= Esra Işık =

Turkish environmental activist (born 1999)

Esra Işık (born c. 1999) is a Turkish human rights activist. She is known for her campaigns against coal mining in the Akbelen Forest, as well as the expropriation of agricultural land and olive groves for industrial projects.

== Biography ==
Işık was born and raised in İkizköy, a neighbourhood in Milas, Muğla Province, Turkey. She is the daughter of the neighbourhood's community leader, Nejla Işık. In 2019, she began campaigning against the Turkish government's decision to cut down olive groves near her home to make way for coal mining.

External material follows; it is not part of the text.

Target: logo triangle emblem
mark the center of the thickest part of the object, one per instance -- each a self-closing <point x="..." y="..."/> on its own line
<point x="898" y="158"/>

In 2023, Işık became the spokesperson for an environmental agency during disputes over the clearing of the Akbelen Forest for the purpose of coal mining. She became a face of the long-standing Akbelen community resistance, which she has described as the struggle for "land, water, production, and the survival of the villages". Işık campaigned to protect forests, fields and water sources from the impact of coal mining. In October 2023, Işık led a renewed vigil of community members after their previous vigil location and protest camp was cleared by Turkish officials.

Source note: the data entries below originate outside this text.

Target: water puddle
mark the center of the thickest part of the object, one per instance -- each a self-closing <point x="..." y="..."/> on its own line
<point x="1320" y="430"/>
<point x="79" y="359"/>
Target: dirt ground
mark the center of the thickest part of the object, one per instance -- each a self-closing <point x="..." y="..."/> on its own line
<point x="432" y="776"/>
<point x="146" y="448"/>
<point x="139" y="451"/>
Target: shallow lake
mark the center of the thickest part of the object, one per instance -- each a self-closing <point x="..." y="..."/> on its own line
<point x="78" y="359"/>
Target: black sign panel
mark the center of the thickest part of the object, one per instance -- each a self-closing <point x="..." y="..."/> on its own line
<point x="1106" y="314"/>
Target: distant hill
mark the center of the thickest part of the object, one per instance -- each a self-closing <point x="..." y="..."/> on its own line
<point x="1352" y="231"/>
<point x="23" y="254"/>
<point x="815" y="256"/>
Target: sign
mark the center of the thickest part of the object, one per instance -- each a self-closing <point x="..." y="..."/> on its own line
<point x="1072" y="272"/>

On 31 March 2026, Işık was arrested after leading protests during a court-ordered site visit as part of expropriation proceedings, during which she got into a verbal dispute with an official attempting to survey the land; she was later remanded in pre-trial custody. She faced charges of "insulting" and "resisting the orders of a public official"; her lawyer argued that Işık was not aware that the individual was an official and denied allegations that she had physically obstructed them.

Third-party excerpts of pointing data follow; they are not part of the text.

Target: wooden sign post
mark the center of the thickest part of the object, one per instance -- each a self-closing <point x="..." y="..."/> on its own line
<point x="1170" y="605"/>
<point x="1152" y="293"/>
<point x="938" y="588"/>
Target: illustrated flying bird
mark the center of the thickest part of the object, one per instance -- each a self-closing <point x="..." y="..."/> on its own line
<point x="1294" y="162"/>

As a result of Işık's arrest, a joint statement by 241 civil society groups called for her release. On 1 April 2026, rallies in support of Işık took place in Istanbul, Izmir, Ankara, Çanakkale and Muğla. In April 2026, trade unionist Başaran Aksu and trainee lawyer Doğukan Akan were briefly detained on charges of disseminating misleading information after publicly supporting Işık on social media.

In April 2026, Işık's appeal against her detention was unsuccessful, and in July she was sentenced to 2 years and 1 month imprisonment.